The combined exception variable is implicitly final; you cannot reassign e.

Custom Exceptions

Define your own exceptions to convey domain meaning. Extend RuntimeException for unchecked, Exception for checked. Always preserve the cause.

public class InsufficientFundsException extends RuntimeException {
    private final double shortfall;

    public InsufficientFundsException(double shortfall, Throwable cause) {
        super("Short by $" + shortfall, cause);
        this.shortfall = shortfall;
    }

    public double getShortfall() {
        return shortfall;
    }
}

throw vs throws

These look similar but do opposite jobs.

  • throw is a statement that raises an exception instance now.
  • throws is a clause in a method signature declaring which checked exceptions may escape.
public void withdraw(double amount) throws AccountException { // declares
    if (amount <= 0) {
        throw new IllegalArgumentException("amount must be positive"); // raises
    }
}

Best Practices

  • Never swallow exceptions with an empty catch {} — at minimum log them with full context.
  • Catch the most specific exception type; avoid catching bare Exception or Throwable.
  • Always preserve the original cause when wrapping (new XException(msg, cause)).
  • Use try-with-resources for every AutoCloseable.
  • Throw unchecked exceptions for programming errors; reserve checked exceptions for recoverable conditions.
  • Don’t use exceptions for normal control flow — they are expensive and obscure intent.
  • Fail fast: validate arguments early and throw IllegalArgumentException/NullPointerException.

Interview Questions

Q: What is the difference between checked and unchecked exceptions? Checked exceptions (subclasses of Exception but not RuntimeException) must be caught or declared with throws; the compiler enforces this. Unchecked exceptions (RuntimeException and Error) need no declaration and usually signal bugs or fatal conditions.

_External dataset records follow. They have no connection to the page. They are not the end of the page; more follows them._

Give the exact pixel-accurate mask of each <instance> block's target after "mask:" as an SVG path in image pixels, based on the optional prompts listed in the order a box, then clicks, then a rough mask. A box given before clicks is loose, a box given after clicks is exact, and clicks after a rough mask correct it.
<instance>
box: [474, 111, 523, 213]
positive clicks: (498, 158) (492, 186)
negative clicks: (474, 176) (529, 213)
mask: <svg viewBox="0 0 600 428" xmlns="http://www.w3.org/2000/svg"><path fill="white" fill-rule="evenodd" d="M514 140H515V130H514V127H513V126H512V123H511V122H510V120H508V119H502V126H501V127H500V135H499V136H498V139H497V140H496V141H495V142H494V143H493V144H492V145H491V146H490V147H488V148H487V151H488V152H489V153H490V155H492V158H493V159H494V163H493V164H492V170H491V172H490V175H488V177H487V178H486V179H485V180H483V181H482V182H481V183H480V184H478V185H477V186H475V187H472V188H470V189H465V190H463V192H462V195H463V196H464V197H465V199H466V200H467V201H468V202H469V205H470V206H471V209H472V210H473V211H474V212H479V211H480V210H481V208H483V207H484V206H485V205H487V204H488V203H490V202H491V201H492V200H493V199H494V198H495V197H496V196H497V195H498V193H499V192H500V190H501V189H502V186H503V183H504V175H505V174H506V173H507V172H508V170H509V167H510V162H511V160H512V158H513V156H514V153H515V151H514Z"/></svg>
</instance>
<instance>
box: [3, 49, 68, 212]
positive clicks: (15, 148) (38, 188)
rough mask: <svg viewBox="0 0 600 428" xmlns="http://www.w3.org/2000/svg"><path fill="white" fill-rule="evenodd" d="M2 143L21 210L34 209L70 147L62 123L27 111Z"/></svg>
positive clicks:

Q: What happens if both the try block and finally throw an exception? The exception from finally replaces the one from try, which is lost. This is why you should avoid throwing or returning from finally. Try-with-resources avoids the problem by suppressing the close exception rather than discarding the original.

Q: Why prefer try-with-resources over a finally block? It is less error-prone: resources are closed automatically in reverse order, even on exception, and the original exception is preserved while the close exception is attached as suppressed. Manual finally cleanup is verbose and easy to get wrong.

Q: When should you create a custom exception? When existing types don’t convey the domain failure clearly or you need to attach extra data (like a shortfall amount). Custom exceptions improve readability and let callers handle specific conditions distinctly.